Robyn Hernandez


While I was growing up, I had a great many theoretical conversations about capital punishment. It always seemed like a good idea, and I didn’t consider my stance hypocritical when I started teaching youth gang members that killing is never a solution. Then in 1994, my grandmother was murdered. She was in her eighties, and I had imagined that once you made it past 70 you didn’t have to worry about dying violently. When Nana was killed, I forgot what I told my students every day, that all killing, all revenge is wrong; I just wanted the person who killed her to die. I lived with that poison in my soul for a while, and then I had to stop thinking about it because it was getting in the way of my own life.
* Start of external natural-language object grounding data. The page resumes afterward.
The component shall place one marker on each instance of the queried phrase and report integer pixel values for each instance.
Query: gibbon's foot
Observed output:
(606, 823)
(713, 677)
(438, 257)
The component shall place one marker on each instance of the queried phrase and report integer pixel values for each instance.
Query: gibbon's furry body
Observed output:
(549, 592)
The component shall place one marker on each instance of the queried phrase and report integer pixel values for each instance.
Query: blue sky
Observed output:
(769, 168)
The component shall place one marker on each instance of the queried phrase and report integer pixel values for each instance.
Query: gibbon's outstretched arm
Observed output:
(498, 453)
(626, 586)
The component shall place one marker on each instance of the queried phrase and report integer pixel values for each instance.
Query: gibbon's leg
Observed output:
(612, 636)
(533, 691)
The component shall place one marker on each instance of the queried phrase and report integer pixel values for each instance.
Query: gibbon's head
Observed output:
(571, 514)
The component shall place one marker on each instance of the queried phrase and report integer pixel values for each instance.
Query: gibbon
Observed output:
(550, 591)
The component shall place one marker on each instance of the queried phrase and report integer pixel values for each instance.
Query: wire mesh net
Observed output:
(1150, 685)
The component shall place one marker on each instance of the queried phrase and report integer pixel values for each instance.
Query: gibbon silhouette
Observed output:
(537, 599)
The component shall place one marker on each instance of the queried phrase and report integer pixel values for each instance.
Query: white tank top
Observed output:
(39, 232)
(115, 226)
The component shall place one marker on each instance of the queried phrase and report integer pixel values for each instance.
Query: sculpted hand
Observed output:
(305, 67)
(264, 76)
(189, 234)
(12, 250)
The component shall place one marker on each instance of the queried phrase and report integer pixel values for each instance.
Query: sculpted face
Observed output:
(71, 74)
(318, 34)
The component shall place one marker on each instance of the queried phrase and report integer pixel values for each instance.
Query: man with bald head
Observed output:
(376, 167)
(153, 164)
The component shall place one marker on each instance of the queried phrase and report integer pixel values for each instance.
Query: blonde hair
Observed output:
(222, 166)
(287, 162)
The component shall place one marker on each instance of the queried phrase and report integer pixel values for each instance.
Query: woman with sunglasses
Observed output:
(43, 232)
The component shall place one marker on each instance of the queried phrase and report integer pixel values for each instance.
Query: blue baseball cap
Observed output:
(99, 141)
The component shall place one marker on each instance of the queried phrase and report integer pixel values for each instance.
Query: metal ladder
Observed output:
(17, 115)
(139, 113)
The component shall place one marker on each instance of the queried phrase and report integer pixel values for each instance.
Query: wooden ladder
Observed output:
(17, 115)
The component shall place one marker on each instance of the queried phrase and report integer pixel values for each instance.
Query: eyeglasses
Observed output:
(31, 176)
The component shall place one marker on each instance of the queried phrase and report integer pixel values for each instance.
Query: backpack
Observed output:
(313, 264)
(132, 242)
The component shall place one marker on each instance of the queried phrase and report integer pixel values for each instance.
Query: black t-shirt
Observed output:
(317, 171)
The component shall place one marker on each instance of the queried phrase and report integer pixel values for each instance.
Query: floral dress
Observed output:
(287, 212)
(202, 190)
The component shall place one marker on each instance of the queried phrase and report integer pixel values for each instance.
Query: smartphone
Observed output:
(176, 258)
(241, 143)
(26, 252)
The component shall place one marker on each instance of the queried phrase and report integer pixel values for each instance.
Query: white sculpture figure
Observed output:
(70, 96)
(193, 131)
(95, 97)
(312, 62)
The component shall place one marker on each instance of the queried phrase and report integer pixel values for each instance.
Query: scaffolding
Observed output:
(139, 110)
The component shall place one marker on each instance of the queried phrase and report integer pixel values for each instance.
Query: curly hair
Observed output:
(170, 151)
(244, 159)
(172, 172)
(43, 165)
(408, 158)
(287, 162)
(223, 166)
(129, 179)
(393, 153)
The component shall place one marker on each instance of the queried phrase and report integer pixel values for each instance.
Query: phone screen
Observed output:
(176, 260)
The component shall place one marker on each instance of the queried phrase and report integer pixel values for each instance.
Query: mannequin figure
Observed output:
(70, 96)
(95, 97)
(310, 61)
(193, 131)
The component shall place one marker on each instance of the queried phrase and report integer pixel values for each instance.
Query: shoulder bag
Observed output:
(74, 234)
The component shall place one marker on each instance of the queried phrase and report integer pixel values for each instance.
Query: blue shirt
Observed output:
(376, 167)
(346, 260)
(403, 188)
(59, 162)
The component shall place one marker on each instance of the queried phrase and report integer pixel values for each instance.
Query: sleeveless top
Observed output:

Had I been there when they caught my grandmother’s murderer, I would have wanted to kill her myself. I feel differently now. After the heat of the moment, you have time to think. You realize that killing the killer won’t bring back the loved one. You realize that for most criminals the death penalty is not a consideration when they’re committing their crimes, or if it is, it only inspires them to “go for broke.”

I realized that the solution was to be pro-active rather than reactive. If you have the time and the energy, you do something positive to change things. You work with at-risk kids. You work with the media and try to make them be more sensitive to the families of murder victims. You work to dispel the idea that all families want or need revenge. You work to stop the killing.

Robyn is a teacher in Northern California.